The youngest two members of the Frugal Rules household had long given up the fight and were in bed asleep; our oldest was doing her best to stay awake, oohing and aahing with Mrs. Frugal Rules, but I knew that I needed to get done quickly. That was the crucial part of my mistake, rushing through doing the fireworks as I was obviously not thinking clearly. As anyone who knows what an artillery shell looks like, you have a shell a little larger than the size of a golf ball that has a rather long fuse wrapped around it. You’re supposed to unwind this fuse, stick the shell inside a provided tube and then light it. The idea is that the fuse is plenty long enough for you to light it and get out of the way with a bit of time to spare.
Well, in the felt hurriedness of getting it done I idiotically side stepped unwinding said fuse – thus cutting the amount of time I had until detonation to a second or two at best. This worked, somehow on the first two shells and I was able to get away in time. I was not so lucky with the third artillery shell.
I remember going up to the tube with the shell in hand and bent over to light it and all I can remember is BOOM! Suffice it to say, the artillery shell blew up within five feet of my face. I don’t know if it was induced by the large explosion, but I feel as if I saw my life flash before me in the blink of an eye. The next 30 seconds or so, I remember feeling frantic and concerned about the impact and what, if any, injury I’d have. Thankfully one eye was nearly closed, but my open left eye took the brunt of the explosion. Nothing, short of a piece of ash, landed in my eye.

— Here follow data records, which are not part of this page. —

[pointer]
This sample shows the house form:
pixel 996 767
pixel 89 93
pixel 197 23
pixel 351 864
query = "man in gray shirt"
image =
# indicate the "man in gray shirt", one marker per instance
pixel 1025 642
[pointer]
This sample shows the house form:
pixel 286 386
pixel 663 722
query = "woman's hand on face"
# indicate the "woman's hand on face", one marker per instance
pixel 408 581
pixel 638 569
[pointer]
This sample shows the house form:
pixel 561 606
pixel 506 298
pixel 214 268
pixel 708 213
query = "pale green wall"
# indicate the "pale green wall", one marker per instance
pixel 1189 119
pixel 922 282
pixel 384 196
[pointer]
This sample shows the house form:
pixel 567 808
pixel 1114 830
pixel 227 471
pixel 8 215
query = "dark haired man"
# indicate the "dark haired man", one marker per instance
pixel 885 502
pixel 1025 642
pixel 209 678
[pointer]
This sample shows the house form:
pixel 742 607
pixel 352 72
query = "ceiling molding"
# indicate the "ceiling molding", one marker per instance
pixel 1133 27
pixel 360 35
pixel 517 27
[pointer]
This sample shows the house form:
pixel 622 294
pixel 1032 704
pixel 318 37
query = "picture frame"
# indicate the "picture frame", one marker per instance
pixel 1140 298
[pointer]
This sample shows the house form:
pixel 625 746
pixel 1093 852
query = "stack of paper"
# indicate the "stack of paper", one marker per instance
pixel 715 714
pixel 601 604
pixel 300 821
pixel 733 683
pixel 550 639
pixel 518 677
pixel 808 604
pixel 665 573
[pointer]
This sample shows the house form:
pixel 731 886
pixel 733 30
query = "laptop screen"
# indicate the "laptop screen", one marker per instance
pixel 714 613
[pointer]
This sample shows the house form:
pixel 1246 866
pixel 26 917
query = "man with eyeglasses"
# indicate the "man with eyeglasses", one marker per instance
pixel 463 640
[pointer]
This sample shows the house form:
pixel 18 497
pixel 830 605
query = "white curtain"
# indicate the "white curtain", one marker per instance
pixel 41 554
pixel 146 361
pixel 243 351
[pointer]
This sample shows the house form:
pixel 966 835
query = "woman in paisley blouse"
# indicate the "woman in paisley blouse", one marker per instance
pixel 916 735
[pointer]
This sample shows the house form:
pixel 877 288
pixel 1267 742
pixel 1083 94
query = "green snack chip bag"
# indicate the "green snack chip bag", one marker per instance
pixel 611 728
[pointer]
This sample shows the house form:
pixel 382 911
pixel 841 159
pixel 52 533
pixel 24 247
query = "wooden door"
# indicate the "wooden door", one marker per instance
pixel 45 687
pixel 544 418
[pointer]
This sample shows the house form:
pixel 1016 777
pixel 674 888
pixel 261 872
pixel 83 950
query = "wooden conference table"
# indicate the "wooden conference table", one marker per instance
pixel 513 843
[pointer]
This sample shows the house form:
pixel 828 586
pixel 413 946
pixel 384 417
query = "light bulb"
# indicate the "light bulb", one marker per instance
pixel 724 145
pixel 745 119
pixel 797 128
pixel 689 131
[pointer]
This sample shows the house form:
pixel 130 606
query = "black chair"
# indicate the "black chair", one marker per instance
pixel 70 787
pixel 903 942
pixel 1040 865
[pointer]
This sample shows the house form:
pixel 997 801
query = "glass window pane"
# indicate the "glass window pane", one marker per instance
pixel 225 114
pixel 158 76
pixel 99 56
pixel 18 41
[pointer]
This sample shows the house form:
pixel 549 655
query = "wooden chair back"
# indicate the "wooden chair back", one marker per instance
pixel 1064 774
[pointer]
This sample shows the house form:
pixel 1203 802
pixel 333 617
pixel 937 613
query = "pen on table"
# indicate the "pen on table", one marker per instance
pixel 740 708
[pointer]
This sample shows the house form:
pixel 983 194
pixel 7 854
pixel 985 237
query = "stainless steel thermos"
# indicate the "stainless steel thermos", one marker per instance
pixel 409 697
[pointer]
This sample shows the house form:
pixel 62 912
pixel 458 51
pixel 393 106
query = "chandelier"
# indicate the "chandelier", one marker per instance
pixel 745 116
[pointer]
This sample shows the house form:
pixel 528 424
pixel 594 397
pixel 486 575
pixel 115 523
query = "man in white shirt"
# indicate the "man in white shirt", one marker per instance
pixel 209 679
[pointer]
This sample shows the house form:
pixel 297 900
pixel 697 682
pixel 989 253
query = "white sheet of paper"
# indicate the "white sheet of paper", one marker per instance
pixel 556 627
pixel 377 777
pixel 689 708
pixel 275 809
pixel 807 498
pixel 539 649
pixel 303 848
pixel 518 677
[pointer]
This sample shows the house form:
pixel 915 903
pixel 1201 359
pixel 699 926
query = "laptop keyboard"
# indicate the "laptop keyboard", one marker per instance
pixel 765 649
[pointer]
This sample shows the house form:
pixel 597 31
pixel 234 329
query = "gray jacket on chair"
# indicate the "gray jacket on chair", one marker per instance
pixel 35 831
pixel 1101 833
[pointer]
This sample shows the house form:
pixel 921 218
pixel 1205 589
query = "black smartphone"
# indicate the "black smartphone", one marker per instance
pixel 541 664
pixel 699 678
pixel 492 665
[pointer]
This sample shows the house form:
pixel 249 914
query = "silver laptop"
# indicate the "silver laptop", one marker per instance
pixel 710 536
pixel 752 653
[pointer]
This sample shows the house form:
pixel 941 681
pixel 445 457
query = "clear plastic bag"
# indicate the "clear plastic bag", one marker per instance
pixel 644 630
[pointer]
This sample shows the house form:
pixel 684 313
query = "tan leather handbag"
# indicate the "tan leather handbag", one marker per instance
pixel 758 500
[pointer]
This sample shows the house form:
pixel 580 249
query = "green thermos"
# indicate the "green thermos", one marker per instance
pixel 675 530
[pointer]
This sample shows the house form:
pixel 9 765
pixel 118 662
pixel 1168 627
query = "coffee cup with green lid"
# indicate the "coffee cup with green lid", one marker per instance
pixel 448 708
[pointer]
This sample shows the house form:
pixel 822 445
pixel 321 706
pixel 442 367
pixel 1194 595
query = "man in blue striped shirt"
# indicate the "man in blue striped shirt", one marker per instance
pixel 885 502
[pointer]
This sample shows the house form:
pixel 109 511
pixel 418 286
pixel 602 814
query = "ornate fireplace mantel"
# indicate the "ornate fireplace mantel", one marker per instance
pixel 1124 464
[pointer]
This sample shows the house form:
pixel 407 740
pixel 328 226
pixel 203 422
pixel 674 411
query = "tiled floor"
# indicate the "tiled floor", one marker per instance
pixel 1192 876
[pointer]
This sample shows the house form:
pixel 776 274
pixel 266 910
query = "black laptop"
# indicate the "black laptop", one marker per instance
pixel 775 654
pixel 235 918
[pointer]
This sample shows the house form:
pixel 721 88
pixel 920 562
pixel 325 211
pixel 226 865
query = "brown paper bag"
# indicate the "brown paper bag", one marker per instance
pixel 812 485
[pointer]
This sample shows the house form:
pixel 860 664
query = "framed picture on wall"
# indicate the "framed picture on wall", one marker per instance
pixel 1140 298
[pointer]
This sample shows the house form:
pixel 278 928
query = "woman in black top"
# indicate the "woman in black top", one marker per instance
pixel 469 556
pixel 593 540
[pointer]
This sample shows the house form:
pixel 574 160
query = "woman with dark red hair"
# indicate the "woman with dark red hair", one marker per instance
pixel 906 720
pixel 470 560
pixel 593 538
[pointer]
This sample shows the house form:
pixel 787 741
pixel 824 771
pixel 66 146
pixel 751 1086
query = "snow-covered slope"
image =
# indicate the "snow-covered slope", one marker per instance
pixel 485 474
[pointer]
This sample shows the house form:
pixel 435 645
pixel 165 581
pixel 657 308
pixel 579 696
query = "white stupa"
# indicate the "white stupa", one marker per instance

In the craziness, a car was passing by and they instantly jumped out of their car (according to Mrs. Frugal Rules) and had phone in hand ready to call 911. Thankfully, after the initial shock passed, I could tell that I could still see! We instantly went inside, took out my contacts, rinsed my eyes significantly and used a cold compress. As it turns out, according to my good blogging friend Kim, over at Eyes on the Dollar, it just might be the case that the flimsy and thin disposable contacts I wear may have saved my eyes from significant corneal injury – to which I am immensely grateful for.
I am also extremely grateful to Kim for taking the time to answer the questions I sent her about my eye and guidelines for taking proper care of it after the accident. Short of some slight discomfort and swollenness, the worst part is that I am wearing my big dorky glasses for a few days as my left eye returns to normal.
Like I said in the beginning of this post, this is embarrassing for me to admit, but ultimately it happened because of my own poor decision making. I put time before my own safety. If I would’ve allowed myself time this likely would not have happened and life would go on.
As I look back at this experience, two days removed, and see all that I have been blessed with (regardless of how much I have always enjoyed fireworks in the past) having a loving family and eyesight I can safely say that I am done – done for good. No firework, no matter how big or colorful is worth giving up any of that – or worse yet, putting my family in a situation where they have to provide special care because I am part pyro.
Please know that this is not meant to be an anti-firework post, but simply sharing how even someone who has handled them for decades paid the price for doing something stupid. As far as my family and I are concerned, next 4th of July we’ll be enjoying fireworks safely from our lawn chairs at one of the many free displays in our fair city.